Antoine Laurain is known for capturing “la vie Parisienne,” and if his fictional bookstore Le Cahier Rouge is anything like actual Paris bookstores, then he’s succeeded in making me want to move to France. This is partially motivated by my stomach: in addition to selling books, Le Cahier Rogue is an active literary center that hosts readings with all you can drink vin chaud and savory biscuits.

8. Parnassus on Wheels by Christopher Morley

Written in 1917, Morley’s novel centers around a traveling bookshop called Parnassus. I love this idea and think that we should revive it, along with all other forms of entertainment on wheels, including circuses, fairs, and traveling theater groups.

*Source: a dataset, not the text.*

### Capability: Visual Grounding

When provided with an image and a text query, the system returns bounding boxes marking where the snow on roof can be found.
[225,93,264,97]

9. Geiger’s Bookstore from The Big Sleep

The Hollywood of Raymond Chandler’s noir detective novels is hardboiled and seedy, and in The Big Sleep, even the bookstore is criminal. Private investigator Philip Marlowe discovers that Geiger’s books is a front for an illegal pornography business, making it one of the few places where gangsters and bookworms cross paths. (Okay, so there may be a few reasons why this store probably shouldn’t exist after all…)

10. Black Books from Black Books

Here’s more proof that not all great bookshops are warm, kid-friendly places. Black Books, the setting of the absurdist, hilarious British sitcom of the same name, is run by a hard-drinking, smoking, antisocial curmudgeon. And I wouldn’t have it any other way.

11. Island Books from The Storied Life of A. J. Fikry by Gabrielle Zevin

A. J. Fikry, the owner of Island Books on the Nantucket-like Alice Island, is also a bit of a curmudgeon, but he has excuses: he’s a widower, his book sales are plummeting, and his prized collection of Poe poems was just stolen. In addition to its main plot (there is the sudden arrival of an orphaned child, I’ll leave it at that), this novel is an ode to books, bookshops, and book-lovers.

12. The Travel Book Co. in Notting Hill

This reminds me of one of favorite real life speciality bookstores, Idlewild Books in New York City — there is no better place to go and get excited about the vacation you’re taking (or all the vacations you want to take.) The fictional Travel Book Co. does have a few things that Idlewild doesn’t: it’s in the dreamy London neighborhood of Notting Hill, just steps from a picturesque outdoor market, and its charmingly scruffy interior comes with a charmingly scruffy owner, played by — who else — Hugh Grant.